Skimmers come in various forms, but they can record data from the magnetic strips, card numbers, and even printed security codes on debit and credit cards. The incident report does not indicate what type of skimming device was used on the ATM or how long it had been operating before it was discovered.

According to the report, two technicians from an ATM service company called police on Thurs. Aug. 27 at about 6:40 p.m. to report that they had found an active skimming device on the machine. One of the technicians said that the ATM had an “Out of Service” sign displayed on its screen, and after making multiple attempts to reset the machine, he called in his colleague who had recently completed a course on skimmers. The colleague said that he “immediately noticed the object on the ATM card reader was a skimming device” and called police.

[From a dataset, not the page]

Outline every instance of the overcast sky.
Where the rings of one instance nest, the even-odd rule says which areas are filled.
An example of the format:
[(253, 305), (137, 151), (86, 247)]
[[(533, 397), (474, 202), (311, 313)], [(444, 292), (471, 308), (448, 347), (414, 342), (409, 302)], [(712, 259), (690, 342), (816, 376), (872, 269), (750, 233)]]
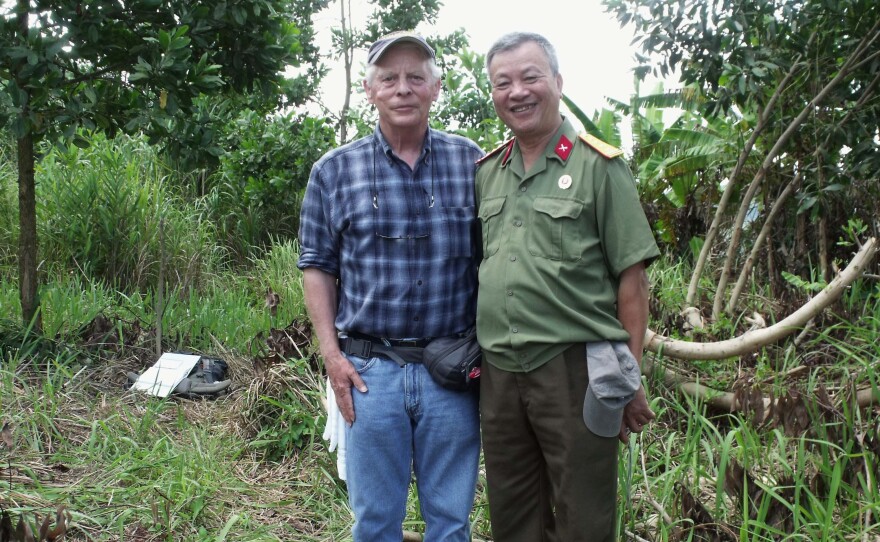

The technicians were unable to tell police how many customers’ cards had been skimmed, if any. A surveillance camera was pointing at the machine, but they did not have access to the video because the bank branch was closed for the evening.

Nicole Nastacie, a regional spokesperson for Bank of America, did not comment on how long the skimming device had been installed on the machine. She said that the bank encourages customers to monitor their accounts online for suspicious activity and to notify bank employees if they notice anything unusual about an ATM.

“In the event we detect that a skimming device has been used, we proactively reach out to customers who may have been affected in order to block existing cards and issue new ones,” Nastacie said.